LONG BEACH, N.Y. (CBSNewYork) – Five firefighters from Long Beach who were laid off over the summer amid budget cuts have their jobs back, thanks in part to Sen. Charles Schumer.
Long Beach had just 25 full-time firefighters on the payroll when superstorm Sandy struck.
The flooding and the fires in the town of 33,000 that night not only made rescues a perilous venture but the department’s own equipment was either badly damaged or destroyed, CBS 2’s Steve Langford reported.
Schumer helped secure a $910,000 grant from the federal government to allow the Long Beach Fire Department to reinstate five young firefighters for the next two years.
“We are not going to abandon these communities. We are going to do everything we can to prepare them for the next storm,” Schumer said on Saturday. “God forbid if there’s another storm, now that the dunes are gone and unprotected, even a smaller storm could create damage.

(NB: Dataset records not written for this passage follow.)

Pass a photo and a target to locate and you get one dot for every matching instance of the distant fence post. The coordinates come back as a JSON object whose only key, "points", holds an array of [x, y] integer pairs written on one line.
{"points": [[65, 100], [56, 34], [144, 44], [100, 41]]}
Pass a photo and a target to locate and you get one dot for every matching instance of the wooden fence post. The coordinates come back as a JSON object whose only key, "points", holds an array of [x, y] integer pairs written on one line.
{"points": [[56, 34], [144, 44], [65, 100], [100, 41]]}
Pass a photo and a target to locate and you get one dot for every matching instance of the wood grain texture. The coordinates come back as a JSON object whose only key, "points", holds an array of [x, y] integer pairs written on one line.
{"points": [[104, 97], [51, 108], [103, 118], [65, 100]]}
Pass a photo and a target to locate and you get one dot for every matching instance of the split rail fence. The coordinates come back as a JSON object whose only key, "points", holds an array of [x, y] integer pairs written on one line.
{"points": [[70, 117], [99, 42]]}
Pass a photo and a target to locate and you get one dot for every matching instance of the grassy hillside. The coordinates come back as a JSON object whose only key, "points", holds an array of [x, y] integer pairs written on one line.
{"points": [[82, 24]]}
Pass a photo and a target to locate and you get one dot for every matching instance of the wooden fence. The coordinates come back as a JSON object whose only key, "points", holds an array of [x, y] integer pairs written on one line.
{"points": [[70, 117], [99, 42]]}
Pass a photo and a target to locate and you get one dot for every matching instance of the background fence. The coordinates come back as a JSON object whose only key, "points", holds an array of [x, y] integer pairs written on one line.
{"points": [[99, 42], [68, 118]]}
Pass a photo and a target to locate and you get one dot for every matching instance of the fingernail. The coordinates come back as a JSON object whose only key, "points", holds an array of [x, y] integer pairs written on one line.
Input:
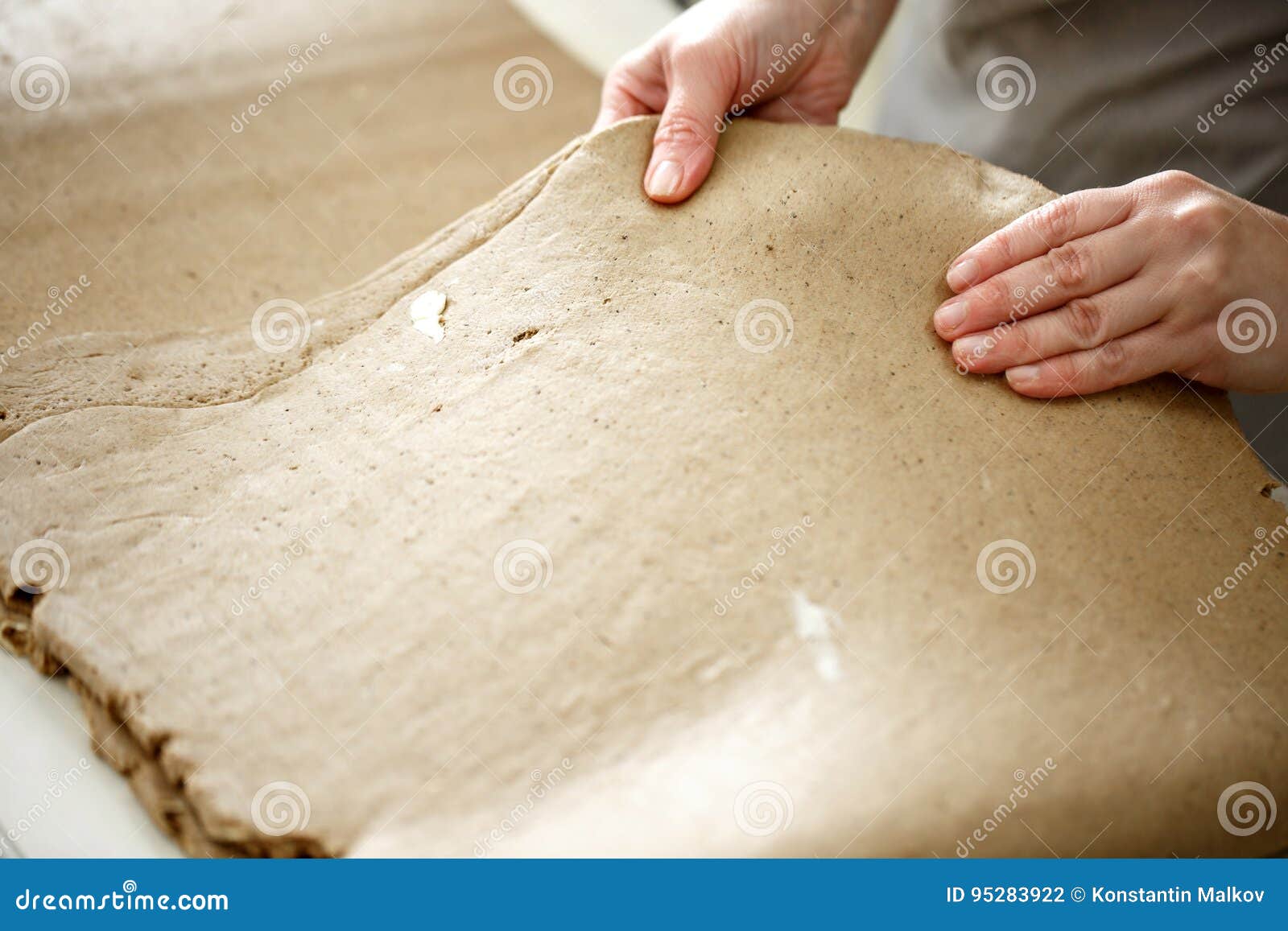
{"points": [[970, 349], [963, 274], [665, 179], [1023, 375], [950, 315]]}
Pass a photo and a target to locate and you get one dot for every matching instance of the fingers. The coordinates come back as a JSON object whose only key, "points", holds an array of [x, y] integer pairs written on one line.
{"points": [[1082, 323], [684, 146], [616, 105], [1075, 270], [633, 77], [1040, 231], [1120, 362]]}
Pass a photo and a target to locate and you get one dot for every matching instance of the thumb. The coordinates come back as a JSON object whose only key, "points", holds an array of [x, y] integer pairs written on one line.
{"points": [[684, 146]]}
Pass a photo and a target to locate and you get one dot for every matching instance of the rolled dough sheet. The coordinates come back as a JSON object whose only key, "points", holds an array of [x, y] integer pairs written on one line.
{"points": [[686, 538], [152, 203]]}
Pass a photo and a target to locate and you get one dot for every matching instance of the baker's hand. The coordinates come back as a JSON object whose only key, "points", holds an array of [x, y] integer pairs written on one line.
{"points": [[1113, 285], [776, 60]]}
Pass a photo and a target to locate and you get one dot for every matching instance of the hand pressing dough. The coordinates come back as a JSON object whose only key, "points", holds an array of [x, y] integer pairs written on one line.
{"points": [[686, 538]]}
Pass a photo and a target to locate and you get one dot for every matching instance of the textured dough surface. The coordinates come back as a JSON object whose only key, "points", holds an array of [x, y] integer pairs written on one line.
{"points": [[184, 212], [594, 396]]}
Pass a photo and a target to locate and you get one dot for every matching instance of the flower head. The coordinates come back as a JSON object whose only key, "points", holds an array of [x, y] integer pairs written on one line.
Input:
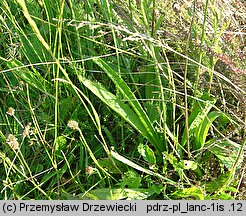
{"points": [[12, 141], [11, 111], [73, 124]]}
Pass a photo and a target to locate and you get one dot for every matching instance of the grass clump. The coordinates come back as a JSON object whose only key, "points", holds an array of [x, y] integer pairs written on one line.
{"points": [[116, 100]]}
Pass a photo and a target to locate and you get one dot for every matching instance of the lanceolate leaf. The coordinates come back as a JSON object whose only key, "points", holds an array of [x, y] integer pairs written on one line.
{"points": [[134, 113], [202, 131]]}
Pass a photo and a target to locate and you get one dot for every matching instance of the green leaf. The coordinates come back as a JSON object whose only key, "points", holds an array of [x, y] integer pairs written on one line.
{"points": [[147, 153], [227, 151], [202, 131], [197, 116], [193, 191], [188, 165], [139, 168], [117, 194], [128, 95]]}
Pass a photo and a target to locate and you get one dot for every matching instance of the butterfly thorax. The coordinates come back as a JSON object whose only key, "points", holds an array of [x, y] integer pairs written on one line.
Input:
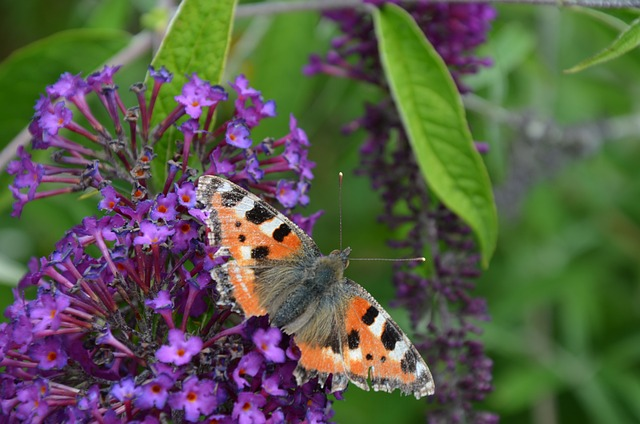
{"points": [[308, 295]]}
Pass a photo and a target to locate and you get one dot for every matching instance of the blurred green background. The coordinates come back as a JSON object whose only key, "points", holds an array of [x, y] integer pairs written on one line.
{"points": [[563, 286]]}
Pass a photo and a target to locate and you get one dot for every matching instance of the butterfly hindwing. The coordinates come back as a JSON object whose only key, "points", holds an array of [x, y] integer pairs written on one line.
{"points": [[377, 348]]}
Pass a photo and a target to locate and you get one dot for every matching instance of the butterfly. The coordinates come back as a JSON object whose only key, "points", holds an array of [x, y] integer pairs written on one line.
{"points": [[277, 269]]}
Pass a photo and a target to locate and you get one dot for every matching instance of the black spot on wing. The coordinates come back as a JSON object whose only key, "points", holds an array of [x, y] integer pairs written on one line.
{"points": [[260, 252], [408, 362], [390, 336], [259, 214], [334, 343], [370, 316], [353, 339], [281, 232], [231, 198]]}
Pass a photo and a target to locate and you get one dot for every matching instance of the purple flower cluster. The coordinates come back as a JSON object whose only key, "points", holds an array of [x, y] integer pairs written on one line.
{"points": [[440, 304], [121, 322]]}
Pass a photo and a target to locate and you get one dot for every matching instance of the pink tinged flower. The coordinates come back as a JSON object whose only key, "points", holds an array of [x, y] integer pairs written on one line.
{"points": [[302, 189], [241, 86], [154, 393], [186, 231], [52, 120], [268, 110], [186, 195], [47, 312], [238, 135], [276, 417], [152, 233], [286, 193], [297, 134], [161, 301], [68, 86], [249, 365], [197, 94], [271, 385], [267, 342], [124, 390], [165, 207], [103, 77], [197, 397], [252, 168], [32, 404], [49, 354], [110, 198], [221, 166], [179, 351], [246, 410]]}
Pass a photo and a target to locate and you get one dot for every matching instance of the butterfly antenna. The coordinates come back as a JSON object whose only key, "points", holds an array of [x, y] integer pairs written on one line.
{"points": [[419, 259], [340, 207]]}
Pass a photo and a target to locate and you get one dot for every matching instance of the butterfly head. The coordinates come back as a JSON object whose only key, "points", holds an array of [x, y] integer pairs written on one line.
{"points": [[343, 255]]}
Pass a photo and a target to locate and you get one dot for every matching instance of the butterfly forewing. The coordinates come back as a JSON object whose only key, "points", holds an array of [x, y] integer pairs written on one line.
{"points": [[342, 331]]}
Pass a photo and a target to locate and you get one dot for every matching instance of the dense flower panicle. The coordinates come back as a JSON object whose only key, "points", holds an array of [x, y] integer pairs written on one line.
{"points": [[441, 307], [124, 325]]}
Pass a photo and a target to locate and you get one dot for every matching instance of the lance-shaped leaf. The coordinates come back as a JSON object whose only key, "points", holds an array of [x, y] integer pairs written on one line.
{"points": [[434, 119], [197, 40], [627, 40]]}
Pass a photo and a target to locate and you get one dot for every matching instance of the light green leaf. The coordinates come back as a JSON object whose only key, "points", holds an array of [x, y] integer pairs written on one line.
{"points": [[197, 40], [434, 119], [626, 41]]}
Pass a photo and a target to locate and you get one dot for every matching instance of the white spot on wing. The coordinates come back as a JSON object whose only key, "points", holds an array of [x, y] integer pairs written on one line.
{"points": [[225, 187], [399, 350], [245, 252], [242, 207], [378, 325], [270, 226]]}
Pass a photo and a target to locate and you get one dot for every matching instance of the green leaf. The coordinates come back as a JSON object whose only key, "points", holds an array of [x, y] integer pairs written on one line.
{"points": [[627, 40], [197, 40], [26, 73], [434, 119]]}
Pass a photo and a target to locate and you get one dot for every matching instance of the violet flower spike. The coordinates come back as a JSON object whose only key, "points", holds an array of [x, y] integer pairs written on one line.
{"points": [[462, 371], [125, 323]]}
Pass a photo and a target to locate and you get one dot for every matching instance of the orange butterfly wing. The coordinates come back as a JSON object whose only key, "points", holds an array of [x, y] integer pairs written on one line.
{"points": [[250, 231]]}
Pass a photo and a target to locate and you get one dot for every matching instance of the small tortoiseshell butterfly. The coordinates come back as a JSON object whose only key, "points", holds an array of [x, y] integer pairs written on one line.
{"points": [[277, 269]]}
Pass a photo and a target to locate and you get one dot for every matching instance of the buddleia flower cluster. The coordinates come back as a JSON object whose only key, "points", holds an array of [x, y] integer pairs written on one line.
{"points": [[442, 308], [120, 323]]}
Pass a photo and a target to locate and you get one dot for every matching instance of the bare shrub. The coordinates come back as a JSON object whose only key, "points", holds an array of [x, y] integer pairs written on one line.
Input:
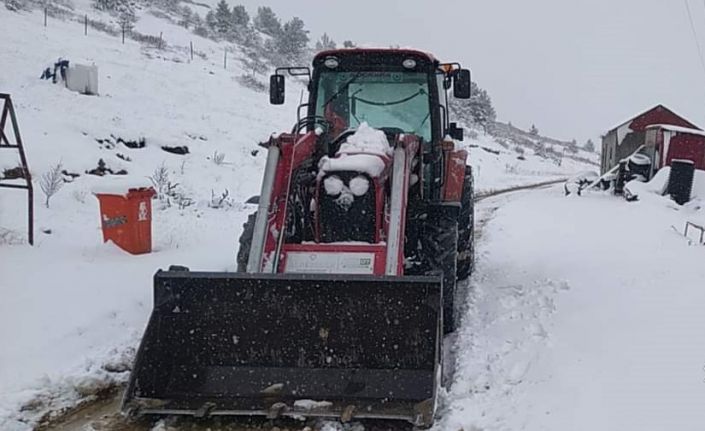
{"points": [[222, 201], [168, 192], [251, 83], [51, 182], [160, 179], [218, 158], [80, 196]]}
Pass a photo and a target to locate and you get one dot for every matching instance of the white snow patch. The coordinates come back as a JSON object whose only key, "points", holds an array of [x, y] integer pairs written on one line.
{"points": [[312, 404], [113, 185], [359, 185], [367, 140], [370, 164], [333, 185]]}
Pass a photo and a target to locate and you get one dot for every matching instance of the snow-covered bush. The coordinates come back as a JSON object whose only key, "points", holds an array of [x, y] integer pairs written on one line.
{"points": [[51, 182]]}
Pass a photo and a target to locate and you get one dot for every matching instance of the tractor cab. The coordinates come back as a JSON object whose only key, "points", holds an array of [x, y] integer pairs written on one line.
{"points": [[403, 93], [398, 91]]}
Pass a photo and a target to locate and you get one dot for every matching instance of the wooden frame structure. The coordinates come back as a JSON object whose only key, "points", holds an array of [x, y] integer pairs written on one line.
{"points": [[9, 111]]}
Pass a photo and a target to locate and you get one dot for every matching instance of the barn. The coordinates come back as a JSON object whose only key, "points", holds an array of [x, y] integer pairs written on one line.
{"points": [[665, 143], [623, 140]]}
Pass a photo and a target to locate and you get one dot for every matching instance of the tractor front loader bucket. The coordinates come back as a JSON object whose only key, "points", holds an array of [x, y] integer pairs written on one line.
{"points": [[338, 346]]}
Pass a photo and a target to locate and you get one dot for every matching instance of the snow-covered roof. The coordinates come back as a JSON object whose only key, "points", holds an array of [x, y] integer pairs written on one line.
{"points": [[629, 121], [677, 129]]}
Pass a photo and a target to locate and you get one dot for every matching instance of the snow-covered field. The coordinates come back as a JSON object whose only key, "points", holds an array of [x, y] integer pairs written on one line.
{"points": [[585, 313], [72, 309]]}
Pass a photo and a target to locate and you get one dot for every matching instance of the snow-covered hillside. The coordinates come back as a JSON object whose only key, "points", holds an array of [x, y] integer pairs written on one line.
{"points": [[73, 308], [585, 314]]}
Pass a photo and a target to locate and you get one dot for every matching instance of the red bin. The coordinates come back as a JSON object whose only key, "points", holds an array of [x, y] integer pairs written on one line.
{"points": [[126, 219]]}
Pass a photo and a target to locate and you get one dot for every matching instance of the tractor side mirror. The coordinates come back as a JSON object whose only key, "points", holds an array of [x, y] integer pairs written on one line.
{"points": [[276, 89], [455, 132], [461, 84]]}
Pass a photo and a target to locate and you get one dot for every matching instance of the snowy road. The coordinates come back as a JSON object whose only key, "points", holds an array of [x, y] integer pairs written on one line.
{"points": [[103, 415], [570, 322]]}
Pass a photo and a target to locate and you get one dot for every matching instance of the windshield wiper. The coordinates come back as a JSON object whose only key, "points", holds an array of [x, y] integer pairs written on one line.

Thank God these five firefighters will be here.”
The rescue effort on Long Beach got an assist from some of these laid off firefighters and some other volunteers, Langford reported.
“Two of our volunteers firefighters with an inflatable boat threw a portable pump in it and they walked, pulling the boats with hose and a pump to try to put water on this fire,” Long Beach Fire Commissioner Scott Kemins said.
“These guys never abandoned us, they never abandoned their citizens, they never abandoned the city,” said Long Beach Fire Chief Richard Corbett.
The reinstatement of these firefighters comes as elected officials from New York are struggling to make the larger case for help from Washington.
“So now we want the rest of the country to stand by New York,” Schumer said.
Last week, Mayor Michael Bloomberg met with Congressional leaders to appeal for $10 billion in federal funding to help cover damage from Sandy.
New Jersey Gov. Chris Christie said Sandy cost the state nearly $37 billion in damage and that he will appeal for all of that to be covered by the federal government.
New York Gov. Andrew Cuomo put the total cost of Sandy for the state at $32 billion.